Louis Williams, head of psychology and behavioural insights at Dynamic Planner, refers to the concept of psychological distance.

“It’s similar if we think about views on climate change. The more we might distance ourselves from the benefits of a company managing their risks, the less we might act. 

“So that might be a reason why it’s suggested that older generations may not want to act, because they feel that the benefits of them doing this are actually for future generations, and not necessarily for their own.”

Williams also says that any generational differences may be due to greater choice in ESG-related investments today.

“Those differences may be because there is more available now, when that younger generation is starting to invest. There’s more funds that have those ESG factors already being taken into consideration, [compared to] 50 years ago or so when the older generations may have started to invest.”

An activist vs pragmatist approach

Clémence Chatelin, head of sustainable investments at Paradigm Norton, says millennials can be more proactive in asking about responsible investing.

But she adds: “We’ve just started talking to the bulk of our clients about it, and depending on what their views are, generally they’re very open as well.

“I tend to find that with more senior clients, they would probably ask a lot more of the questions about returns first, before making their decision.”

Implementation is another potential difference between generations, Chatelin says.

“When you get to clients who are more wealthy, and that tends to be older clients, then you look at investments that have tax advantages, such as enterprise investment schemes.”

Lee Coates, co-founder of compliance consultancy ESG Accord, also describes a potential activist versus pragmatist approach between generations.

“Younger investors are probably more likely to be more restrictive in the things they don’t want. When you’re younger, you have a more activist mentality, but as you get older, you become more pragmatic. So a younger activist may wish to go for an ethical fund that won’t invest in certain things.”

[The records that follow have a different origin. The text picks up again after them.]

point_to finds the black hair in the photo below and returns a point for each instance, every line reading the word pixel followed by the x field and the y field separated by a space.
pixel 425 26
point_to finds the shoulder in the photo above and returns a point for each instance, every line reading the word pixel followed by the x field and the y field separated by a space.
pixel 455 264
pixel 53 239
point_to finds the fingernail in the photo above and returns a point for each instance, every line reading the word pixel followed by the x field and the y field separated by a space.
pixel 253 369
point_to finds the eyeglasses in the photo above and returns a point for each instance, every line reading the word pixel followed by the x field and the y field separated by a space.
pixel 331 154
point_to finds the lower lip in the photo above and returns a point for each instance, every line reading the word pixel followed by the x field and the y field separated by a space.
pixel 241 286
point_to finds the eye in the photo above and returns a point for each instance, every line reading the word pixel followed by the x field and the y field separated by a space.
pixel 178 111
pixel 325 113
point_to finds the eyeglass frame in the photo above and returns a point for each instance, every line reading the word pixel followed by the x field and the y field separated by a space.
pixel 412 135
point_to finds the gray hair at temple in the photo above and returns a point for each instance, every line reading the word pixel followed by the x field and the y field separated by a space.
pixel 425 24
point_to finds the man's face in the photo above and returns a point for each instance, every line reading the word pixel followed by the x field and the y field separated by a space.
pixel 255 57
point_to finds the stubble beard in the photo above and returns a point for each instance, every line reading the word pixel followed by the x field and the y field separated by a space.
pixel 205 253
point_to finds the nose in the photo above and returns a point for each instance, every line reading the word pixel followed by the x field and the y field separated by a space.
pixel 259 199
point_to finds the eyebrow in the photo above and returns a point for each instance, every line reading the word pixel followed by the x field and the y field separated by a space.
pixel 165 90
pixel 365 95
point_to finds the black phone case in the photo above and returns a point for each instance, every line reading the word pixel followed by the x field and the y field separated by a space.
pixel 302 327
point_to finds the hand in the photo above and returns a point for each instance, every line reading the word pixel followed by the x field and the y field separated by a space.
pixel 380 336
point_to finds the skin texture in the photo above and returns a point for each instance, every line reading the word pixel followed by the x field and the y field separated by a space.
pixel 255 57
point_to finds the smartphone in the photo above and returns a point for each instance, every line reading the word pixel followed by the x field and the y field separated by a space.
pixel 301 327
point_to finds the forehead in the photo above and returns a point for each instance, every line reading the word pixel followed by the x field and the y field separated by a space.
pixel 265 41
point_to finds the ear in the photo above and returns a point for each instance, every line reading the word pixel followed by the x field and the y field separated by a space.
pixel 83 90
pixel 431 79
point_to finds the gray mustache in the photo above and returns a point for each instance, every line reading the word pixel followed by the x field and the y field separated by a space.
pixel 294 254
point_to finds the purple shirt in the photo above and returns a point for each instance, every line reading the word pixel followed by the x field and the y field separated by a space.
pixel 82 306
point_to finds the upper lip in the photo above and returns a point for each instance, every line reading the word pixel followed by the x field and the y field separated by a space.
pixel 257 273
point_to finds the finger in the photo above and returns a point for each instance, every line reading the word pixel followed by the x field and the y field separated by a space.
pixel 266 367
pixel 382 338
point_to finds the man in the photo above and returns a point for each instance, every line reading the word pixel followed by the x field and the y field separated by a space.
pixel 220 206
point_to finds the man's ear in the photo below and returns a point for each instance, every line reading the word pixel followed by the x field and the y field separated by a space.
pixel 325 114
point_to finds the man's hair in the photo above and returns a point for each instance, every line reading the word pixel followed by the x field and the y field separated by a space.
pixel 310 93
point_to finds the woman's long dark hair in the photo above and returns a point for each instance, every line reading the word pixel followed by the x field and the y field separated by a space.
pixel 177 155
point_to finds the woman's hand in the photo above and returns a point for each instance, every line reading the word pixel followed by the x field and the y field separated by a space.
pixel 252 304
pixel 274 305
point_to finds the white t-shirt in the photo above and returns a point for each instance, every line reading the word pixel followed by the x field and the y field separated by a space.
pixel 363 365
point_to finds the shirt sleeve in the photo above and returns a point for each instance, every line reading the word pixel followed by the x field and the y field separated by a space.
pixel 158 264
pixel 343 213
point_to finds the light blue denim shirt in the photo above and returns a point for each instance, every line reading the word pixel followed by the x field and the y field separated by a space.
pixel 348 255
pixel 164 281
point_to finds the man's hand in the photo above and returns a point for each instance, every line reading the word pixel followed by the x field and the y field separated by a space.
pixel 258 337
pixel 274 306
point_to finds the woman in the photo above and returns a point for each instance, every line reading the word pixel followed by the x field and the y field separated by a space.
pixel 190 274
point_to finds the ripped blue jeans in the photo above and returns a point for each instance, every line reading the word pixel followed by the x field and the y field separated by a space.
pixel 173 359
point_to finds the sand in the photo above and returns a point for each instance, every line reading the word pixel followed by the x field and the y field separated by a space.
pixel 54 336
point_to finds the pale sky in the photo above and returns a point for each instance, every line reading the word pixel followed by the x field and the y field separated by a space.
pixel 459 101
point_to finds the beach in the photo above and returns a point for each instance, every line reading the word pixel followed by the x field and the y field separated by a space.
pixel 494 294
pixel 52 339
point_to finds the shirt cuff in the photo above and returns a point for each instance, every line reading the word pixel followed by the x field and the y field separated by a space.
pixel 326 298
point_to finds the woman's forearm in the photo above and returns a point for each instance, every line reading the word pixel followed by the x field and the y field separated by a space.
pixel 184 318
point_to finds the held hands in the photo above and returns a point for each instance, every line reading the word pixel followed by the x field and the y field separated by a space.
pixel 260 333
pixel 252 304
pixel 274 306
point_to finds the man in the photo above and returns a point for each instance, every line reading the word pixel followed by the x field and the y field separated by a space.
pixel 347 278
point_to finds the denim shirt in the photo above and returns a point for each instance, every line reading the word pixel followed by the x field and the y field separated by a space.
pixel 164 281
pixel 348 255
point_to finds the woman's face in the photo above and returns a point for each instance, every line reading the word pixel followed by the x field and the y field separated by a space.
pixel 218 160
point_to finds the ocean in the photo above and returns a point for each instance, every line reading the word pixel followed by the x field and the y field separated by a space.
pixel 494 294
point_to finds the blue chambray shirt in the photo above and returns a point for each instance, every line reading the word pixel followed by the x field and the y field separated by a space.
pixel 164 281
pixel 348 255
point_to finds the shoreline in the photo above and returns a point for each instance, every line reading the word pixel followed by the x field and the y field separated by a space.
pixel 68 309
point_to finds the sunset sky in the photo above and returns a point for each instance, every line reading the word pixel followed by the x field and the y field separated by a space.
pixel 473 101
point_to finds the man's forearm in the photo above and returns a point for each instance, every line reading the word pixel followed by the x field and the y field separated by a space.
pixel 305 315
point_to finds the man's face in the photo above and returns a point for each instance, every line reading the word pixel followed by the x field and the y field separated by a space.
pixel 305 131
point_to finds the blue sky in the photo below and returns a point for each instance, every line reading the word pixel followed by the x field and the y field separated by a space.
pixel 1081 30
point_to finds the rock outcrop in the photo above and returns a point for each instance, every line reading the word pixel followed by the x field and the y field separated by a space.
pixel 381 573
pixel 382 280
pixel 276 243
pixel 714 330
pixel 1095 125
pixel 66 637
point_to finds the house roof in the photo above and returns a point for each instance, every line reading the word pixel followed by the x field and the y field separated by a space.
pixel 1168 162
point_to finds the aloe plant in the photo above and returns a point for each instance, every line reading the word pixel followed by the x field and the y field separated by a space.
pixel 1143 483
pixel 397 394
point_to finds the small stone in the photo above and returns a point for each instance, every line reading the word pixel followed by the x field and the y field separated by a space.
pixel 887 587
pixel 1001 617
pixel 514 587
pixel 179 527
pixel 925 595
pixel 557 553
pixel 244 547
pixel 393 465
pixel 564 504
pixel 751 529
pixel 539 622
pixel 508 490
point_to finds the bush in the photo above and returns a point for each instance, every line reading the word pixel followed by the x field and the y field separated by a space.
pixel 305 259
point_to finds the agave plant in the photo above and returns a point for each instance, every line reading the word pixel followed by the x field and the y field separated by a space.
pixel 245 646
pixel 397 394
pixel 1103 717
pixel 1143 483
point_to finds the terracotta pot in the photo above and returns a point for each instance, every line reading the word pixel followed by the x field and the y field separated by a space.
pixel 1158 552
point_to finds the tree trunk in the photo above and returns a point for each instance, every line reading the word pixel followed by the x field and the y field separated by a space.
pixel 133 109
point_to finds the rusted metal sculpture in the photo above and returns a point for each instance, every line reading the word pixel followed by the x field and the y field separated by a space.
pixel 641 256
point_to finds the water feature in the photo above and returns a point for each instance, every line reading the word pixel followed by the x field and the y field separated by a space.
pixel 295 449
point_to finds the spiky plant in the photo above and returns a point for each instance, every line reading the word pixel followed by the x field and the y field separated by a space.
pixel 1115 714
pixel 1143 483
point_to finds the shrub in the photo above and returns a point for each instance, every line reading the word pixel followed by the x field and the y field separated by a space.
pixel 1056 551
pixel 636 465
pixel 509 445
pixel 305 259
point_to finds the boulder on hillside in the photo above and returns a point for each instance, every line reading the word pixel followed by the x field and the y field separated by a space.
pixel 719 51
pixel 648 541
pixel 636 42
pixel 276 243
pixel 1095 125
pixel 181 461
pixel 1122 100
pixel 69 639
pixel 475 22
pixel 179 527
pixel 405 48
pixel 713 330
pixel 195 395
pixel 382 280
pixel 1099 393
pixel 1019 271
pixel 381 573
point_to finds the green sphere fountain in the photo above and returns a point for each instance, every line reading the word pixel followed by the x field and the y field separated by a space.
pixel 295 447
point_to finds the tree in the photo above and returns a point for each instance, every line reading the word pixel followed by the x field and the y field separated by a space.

Meanwhile a pragmatic older investor might opt for a responsible fund, says Coates, giving the example of a fossil fuel company making the energy transition to cleaner alternatives.

“Both parties can be classed as sustainable investors,” he adds.

Responsible investment horizons

Tim Fassam, director of government relations and policy at Pimfa, says that time horizons are the most likely difference when advising different generations on responsible investing.

But Fassam adds this may not always be the case, citing the possibility of a retiree looking to pass wealth down to the next generation with a horizon of up to 40 years, and a younger person looking to invest to buy a property with a horizon of up to 10 years.

Ben Sears, head of UK solutions at Pacific Asset Management, which co-developed profiling tool EnlightenESG, also highlights how investors’ sustainability preferences can evolve over time, particularly with younger clients with potentially longer investment horizons.

“Because you have such a long time, you can see how a client’s sustainable preferences have evolved. Perhaps the client has started very ‘light green’ by dipping a toe in, and has moved over time towards being very sustainable, or perhaps the other way.”

For clients with a longer investment horizon, Fassam highlights the role that ESG can play in future-proofing investments.

“If you believe what governments are saying about net zero, and you have a younger person who’s looking to invest over their career and for retirement, they might be looking to invest over 30 or 40 years. That long term investment will absolutely have to take into account environmental concerns, because the companies that will succeed, to a certain extent, will be the ones that understand what a net zero reality means.

“Over the longer term, there’s likely to be very little distinction between return and sustainability, because sustainable firms will be the ones that succeed.

“If you’re not considering climate change when thinking about what the most appropriate long-term investments are, you are likely to be missing one of the key drivers of the global economy over the coming decades.”